Throwing Caution to the Wind
Throwing Caution to the Wind
Late last week, a wonderful facebook friend of mine, Lorna Crane, encouraged me to participate in a drawing show opportunity in Ireland opening next month. At the last possible hour, I decided to go for it even though this meant temporarily setting aside my painting, moving into a back room in my attic studio and digging out myriad drawing materials with just three days to finish the work. I love to draw, however what surprised me was just how challenging, but also fascinating, this process proved to be in opening up new ideas about marking making and abstraction.
Throwing caution to the wind, and jumping into somewhat unfamiliar waters, I embarked a on a messy three day extravaganza with sumi ink, acrylic, graphite, charcoal and pastel. Everyone in “The Drawing Box Belfast” show is sending five drawings to Ireland at an A5 scale – a humble 8.3 x 5.8 inches. This guideline coerced me into working quickly and intuitively. I tried to move freely back and forth from one to the next and made about twenty mixed media pieces in three days. When something wasn’t working, I added more layers, turned it upside down, scraped away or started another one. Some of the drawings were made to scale and sometimes I worked slightly larger, looked at compositional possibilities and cut them to size. When I did the latter, I often worked back into them a little after they were cropped.

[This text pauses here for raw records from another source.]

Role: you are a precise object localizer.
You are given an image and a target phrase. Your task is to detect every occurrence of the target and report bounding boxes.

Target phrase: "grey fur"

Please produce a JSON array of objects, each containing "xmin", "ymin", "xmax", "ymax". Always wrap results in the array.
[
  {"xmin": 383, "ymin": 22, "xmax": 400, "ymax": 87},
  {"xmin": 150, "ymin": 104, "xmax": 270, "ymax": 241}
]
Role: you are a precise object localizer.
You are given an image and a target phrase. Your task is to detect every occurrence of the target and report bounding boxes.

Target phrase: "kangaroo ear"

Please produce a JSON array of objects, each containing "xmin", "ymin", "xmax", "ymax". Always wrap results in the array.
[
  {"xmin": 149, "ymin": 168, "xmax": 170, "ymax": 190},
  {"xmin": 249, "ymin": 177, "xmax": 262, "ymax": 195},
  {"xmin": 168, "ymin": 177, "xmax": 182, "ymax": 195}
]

It was a pleasure to play with a constantly shifting palimpsested surface. I worked on seven or eight at a time striving for and finding relationships between them. As working in a series tends to do, the drawings started influencing each other. This kind of call and response between works happens with paintings in the studio as well, but the expediency of this project meant everything happened much faster and perhaps with more happenchance and unpredictability.